07 May 2021

‘Renew us for life and
peace, gladness and joy,
salvation and consolation’


Patrick Comerford

In Jewish spirituality, every Shabbat blesses the week that follows it. The spiritual work on the day of rest fills is seen as providing blessings for the six days that follow.

Once a month, however, the prayers also include petitions for blessings for the month ahead. The Shabbat before the start of a Jewish month, Rosh Chodesh, is known as Shabbat Mevarchim, ‘the Shabbat of blessing.’ The word mevorchim means ‘they [the congregation] bless [the forthcoming new month].’

During the synagogue service on this Shabbat morning, a special blessing is invoked on the new month and announce the timing of Rosh Chodesh is announced. The new month of Sivan begins next Wednesday (15 May 2021).

Part of this brief ceremony is a beautiful prayer with many important blessings and requests — both physical and spiritual —for the coming month.

On Shabbat morning, after the Torah reading, the chazzan or cantor holds the Torah scroll in his or her arms, and this prayer, beginning with the words yehi ratzon (‘May it be your will’), is said:

May it be your will, Lord our God and God of our fathers, to renew us for this coming month for good and blessing.

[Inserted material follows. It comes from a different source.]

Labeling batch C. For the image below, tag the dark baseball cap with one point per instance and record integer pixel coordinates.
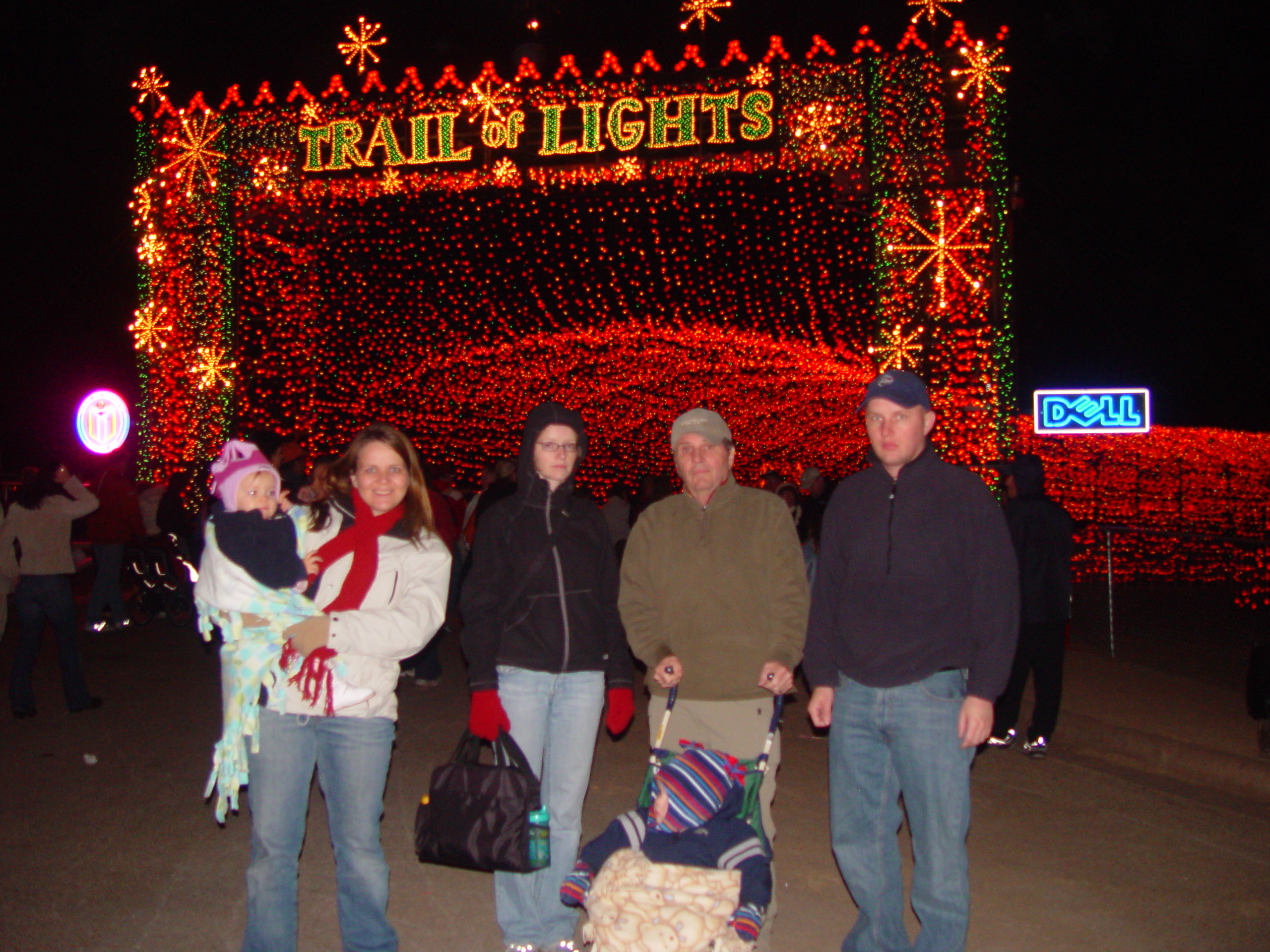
(899, 388)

Grant us long life, a life of peace, a life of goodness, a life of blessing, a life of sustenance, a life of physical health, a life marked by reverence for heaven and dread of sin, a life without shame or disgrace, a life of wealth and honour, a life in which we have love for the Torah and reverence for heaven, a life in which our heart’s desires are fulfilled for good. Amen. Saleh.

The leader then says:

May he who performed miracles for our ancestors and redeemed them from slavery to freedom, redeem us soon and gather in our dispersed people from the four corners of the earth, so that all Israel may be united in friendship, and let us say, Amen.

Then these words are said:

The new month of [the Hebrew month] will occur on [the Hebrew day/s]. May it come to us and all Israel for good.

The congregation and leader pray:

May the Holy One, blessed be He, renew this month for us and for all his people, the house of Israel, for life and peace, gladness and joy, salvation and consolation; and let us say, Amen.

The prayer beginning ‘May it be your will’ is based on the meditation of the third century scholar Abba Arikha (Rav). The phrase ‘so that all Israel may be united in friendship’ is derived from the rabbinic interpretation of Psalm 122: 3, ‘Jerusalem built as a city joined together,’ as ‘a city that turns all Israel into friends.’

This prayer is said after the Torah reading and before the Torah scroll is carried back to the Aron haKodesh or Torah ark.